Archived article

Please note that tax, investment, pension and ISA rules can change and the information and any views contained in this article may now be inaccurate.

JPMorgan Global Growth & Income's merger with the Scottish Investment Trust has created an attractive vehicle with competitive costs
Thursday 29 Sep 2022 Author: Tom Sieber

At the beginning of September 2022, the Scottish Investment Trust was subsumed into JPMorgan Global Growth & Income (JGGI).

We think this is good news for anyone who has come across from the Scottish Investment Trust and for existing investors in the JPMorgan fund. For those not already invested, now is also a great time to buy shares in the combined entity.

Weakness in sterling has boosted the relative value of global earnings and volatile markets have created opportunities to invest in great businesses at more attractive prices.

THE BACKGROUND

Both trusts can trace their history back to 1887, yet their fortunes have not been the same. The Scottish Investment Trust had underperformed for some time, even lagging when the value investment style came back into faction. In contrast, JPMorgan Global Growth & Income generated strong returns.

The latter comfortably tops the Association of Investment Companies’ Global Equity Income sector over 10 years and over five years it is in a dead heat with Securities Trust of Scotland (STS). Even comparing it to names in the AIC’s Global sector JPMorgan Global Growth & Income only stands behind Scottish Mortgage (SMT) and Lindsell Train (LTI) over the past decade.



Merging it with the Scottish Investment Trust has helped create a vehicle with greater scale – assets are well in excess of £1 billion – and that has resulted in lower costs with an ongoing charge of just 0.53% for the combined entity. 

While JPMorgan Global Growth & Income shares a focus on value with the former Scottish Investment Trust, it is not looking for beaten up companies which can recover. Instead, it hunts for quality businesses trading at attractive prices. Shares in the trust itself trade at a modest 3.8% discount to net asset value.

BACKED BY A SKILLED RESEARCH TEAM

Managed by Helge Skibeli, Raj Tanna and Tim Woodhouse the trust typically holds 50 to 60 stocks. The managers are backed by an experienced group of global analysts who track a universe of 2,500 stocks across 19 different sectors.



As Skibeli notes: ‘Our job as portfolio managers is to capture the very best insights and ideas from this highly-skilled research team. We compose the portfolio such that it has a lower price to earnings ratio than the all-company index and a higher expected growth rate. This is a winning combination and something we make sure is always in place in this portfolio.’

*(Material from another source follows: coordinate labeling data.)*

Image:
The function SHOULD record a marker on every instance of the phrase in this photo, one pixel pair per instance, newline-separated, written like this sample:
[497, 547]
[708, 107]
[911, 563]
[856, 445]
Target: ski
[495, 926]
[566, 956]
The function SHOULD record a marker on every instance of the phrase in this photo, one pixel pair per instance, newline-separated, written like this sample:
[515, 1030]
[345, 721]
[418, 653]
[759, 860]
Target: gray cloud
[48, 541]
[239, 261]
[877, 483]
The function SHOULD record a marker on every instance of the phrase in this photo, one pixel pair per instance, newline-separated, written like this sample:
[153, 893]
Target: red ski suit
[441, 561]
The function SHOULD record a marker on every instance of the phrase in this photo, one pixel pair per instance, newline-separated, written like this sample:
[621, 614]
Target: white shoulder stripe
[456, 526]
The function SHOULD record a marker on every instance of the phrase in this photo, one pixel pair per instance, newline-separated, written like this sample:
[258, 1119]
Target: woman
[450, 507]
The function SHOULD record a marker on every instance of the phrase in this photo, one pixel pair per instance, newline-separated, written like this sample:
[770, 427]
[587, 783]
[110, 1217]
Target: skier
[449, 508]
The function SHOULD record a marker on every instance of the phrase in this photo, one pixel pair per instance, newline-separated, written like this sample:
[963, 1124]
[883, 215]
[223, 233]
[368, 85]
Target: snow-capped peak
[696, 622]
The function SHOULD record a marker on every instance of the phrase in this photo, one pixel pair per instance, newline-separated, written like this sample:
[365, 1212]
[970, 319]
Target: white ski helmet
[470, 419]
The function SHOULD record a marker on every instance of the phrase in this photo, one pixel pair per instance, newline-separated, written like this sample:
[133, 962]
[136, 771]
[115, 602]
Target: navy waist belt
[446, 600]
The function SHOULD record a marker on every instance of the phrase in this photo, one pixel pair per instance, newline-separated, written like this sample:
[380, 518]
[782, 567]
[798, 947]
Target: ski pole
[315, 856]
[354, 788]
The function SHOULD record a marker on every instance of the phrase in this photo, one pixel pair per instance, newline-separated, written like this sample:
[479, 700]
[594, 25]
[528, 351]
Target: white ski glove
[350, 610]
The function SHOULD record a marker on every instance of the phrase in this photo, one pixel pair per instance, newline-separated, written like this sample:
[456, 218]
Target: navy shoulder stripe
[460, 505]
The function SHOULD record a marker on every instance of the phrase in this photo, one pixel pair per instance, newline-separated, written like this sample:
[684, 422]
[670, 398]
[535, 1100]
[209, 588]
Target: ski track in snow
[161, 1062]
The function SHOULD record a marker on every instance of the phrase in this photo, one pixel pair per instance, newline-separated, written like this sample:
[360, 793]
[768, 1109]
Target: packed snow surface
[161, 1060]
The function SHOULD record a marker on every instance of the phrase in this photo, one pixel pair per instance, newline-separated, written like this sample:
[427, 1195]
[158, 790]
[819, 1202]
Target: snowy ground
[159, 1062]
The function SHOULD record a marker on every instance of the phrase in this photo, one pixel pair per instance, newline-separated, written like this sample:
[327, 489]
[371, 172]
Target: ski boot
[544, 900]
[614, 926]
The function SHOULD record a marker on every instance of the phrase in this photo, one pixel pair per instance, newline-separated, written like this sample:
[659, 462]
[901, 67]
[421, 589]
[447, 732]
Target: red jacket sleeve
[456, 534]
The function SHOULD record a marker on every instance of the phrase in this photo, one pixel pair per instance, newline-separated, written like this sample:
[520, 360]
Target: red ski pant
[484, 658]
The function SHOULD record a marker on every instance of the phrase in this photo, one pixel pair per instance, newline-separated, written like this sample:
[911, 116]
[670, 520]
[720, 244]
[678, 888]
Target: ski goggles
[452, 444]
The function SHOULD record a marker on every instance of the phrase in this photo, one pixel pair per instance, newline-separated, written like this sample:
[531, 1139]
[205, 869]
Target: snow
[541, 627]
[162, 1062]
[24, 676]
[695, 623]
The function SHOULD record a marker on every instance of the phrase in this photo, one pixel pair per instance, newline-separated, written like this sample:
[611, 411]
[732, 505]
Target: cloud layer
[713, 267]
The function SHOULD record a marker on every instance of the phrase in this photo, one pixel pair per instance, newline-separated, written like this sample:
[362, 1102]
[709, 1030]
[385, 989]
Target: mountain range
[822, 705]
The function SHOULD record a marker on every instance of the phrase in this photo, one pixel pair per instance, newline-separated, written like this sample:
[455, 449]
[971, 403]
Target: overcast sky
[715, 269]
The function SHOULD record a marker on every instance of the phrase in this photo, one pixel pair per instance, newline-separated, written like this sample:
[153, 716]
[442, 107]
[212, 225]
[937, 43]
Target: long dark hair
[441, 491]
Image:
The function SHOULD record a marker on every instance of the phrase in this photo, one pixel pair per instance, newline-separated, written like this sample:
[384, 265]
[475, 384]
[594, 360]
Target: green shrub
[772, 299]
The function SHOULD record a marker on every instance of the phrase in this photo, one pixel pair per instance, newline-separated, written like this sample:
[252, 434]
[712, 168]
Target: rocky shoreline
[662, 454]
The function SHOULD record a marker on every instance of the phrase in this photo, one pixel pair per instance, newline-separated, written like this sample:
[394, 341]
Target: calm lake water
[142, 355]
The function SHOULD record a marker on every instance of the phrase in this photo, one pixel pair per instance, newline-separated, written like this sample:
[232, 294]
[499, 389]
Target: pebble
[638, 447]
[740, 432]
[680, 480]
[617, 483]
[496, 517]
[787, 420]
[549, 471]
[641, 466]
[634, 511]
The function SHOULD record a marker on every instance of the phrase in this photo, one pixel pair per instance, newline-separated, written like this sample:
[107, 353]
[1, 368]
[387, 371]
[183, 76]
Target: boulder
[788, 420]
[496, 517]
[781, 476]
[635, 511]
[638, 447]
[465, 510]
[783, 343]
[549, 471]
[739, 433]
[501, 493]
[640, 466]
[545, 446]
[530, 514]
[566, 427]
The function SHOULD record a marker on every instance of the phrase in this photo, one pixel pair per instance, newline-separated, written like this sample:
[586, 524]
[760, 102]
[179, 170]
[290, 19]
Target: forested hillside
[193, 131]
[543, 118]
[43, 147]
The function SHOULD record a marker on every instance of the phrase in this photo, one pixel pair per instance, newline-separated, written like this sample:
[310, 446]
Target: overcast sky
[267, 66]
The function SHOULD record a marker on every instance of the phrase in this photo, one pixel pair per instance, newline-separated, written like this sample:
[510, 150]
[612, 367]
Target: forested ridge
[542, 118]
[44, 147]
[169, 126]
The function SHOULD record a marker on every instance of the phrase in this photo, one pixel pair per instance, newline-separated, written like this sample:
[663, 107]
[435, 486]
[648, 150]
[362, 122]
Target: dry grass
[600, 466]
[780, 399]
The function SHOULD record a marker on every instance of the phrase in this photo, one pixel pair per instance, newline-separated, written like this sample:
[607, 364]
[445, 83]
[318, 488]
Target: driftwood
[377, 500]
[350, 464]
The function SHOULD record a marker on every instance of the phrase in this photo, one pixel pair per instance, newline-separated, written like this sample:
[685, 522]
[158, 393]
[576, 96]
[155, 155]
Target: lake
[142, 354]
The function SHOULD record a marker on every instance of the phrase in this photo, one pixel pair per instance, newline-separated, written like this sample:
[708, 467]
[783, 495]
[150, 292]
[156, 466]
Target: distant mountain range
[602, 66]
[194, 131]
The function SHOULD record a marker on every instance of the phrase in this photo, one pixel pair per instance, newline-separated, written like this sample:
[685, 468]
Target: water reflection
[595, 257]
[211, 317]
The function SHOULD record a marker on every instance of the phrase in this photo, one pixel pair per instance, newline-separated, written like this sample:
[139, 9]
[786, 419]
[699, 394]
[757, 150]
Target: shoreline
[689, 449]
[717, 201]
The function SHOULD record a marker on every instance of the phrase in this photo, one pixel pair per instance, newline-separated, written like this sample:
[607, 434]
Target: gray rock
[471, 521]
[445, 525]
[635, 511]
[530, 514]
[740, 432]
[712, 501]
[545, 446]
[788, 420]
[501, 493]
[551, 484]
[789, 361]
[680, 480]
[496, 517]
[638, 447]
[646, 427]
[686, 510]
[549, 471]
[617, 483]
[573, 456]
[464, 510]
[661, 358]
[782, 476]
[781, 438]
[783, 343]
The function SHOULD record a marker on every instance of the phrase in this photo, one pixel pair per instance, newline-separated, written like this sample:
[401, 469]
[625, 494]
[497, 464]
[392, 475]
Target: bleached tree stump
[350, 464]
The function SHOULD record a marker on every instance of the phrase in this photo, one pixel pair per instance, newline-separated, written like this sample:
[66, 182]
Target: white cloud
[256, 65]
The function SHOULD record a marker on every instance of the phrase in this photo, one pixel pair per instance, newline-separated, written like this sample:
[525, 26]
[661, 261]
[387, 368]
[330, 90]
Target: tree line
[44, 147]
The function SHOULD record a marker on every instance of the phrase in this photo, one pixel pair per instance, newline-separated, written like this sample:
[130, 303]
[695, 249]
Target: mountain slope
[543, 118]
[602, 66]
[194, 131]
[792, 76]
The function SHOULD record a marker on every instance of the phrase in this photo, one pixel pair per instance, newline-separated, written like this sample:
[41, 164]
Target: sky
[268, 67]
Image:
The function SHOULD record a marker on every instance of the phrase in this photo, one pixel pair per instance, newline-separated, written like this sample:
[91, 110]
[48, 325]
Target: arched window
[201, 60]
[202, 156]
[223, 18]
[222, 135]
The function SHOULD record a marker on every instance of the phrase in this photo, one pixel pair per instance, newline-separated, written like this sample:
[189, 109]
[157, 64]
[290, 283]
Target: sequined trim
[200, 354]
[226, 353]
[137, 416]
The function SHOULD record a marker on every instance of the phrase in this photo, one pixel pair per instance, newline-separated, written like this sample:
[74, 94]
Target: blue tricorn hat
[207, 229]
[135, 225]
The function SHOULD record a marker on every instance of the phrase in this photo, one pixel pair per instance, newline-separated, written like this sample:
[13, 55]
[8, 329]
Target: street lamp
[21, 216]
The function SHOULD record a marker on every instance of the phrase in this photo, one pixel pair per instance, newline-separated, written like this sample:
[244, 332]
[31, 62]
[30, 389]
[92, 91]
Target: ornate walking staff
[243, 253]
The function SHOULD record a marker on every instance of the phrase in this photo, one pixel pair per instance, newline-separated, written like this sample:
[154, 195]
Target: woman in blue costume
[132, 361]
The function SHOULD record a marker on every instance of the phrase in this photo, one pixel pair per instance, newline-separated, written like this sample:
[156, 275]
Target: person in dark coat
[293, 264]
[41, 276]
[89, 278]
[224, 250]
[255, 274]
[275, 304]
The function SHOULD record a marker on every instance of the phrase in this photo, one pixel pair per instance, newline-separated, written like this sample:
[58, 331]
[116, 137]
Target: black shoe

The portfolio managers and research analysts have daily calls where they take a detailed look at the sector and stock-specific outlooks for existing holdings and shares which they are thinking about adding to the portfolio. ‘What is unique about the calls is the incredible diversity of backgrounds and perspectives. This always leads to an exchange of information of views and insights which is highly additive to us as global portfolio managers,’ Skibeli comments.

The focus on identifying compelling individual investments rather than concentrating on any specific sector has resulted in a diversified portfolio. The trust is noticeably underweight technology relative to the wider index and continues to avoid highly valued and unprofitable tech businesses.

Tim Woodhouse points out that top holdings like McDonald’s (MCD:NYSE) and American Express (AXP:NYSE) are ‘very well protected’ from inflation because ‘American Express takes a small slice of every transaction and if prices are rising they get to take a larger slice, while McDonald’s is a franchise business so taking a franchise fee without taking much pain from labour costs or food price inflation’.

Woodhouse and Skibeli identify their favourite stocks as Amazon (AMZN:NDQ) and LVMH (LVMH:BIT) respectively.

Amazon is favoured due to what Woodhouse describes as the ‘underappreciated’ duration of growth in the retail and cloud computing businesses, which should enable it to generate free cash flow of $100 billion by 2026.

According to Skibeli, luxury goods firm LVMH offers ‘a long trajectory of secular growth, meaningfully higher than nominal GDP growth for the next decade’ as well as market share gains in different luxury categories and a business model which underpins faster growth in free cash flow than revenue.

As the name of the trust suggests there is also a focus on income. The trust aims to pay a dividend of 4% of its net asset value in four quarterly payments. Because this can be taken out of income and capital the company can maintain its focus on the best investments rather than chasing lower-quality but high-yielding companies.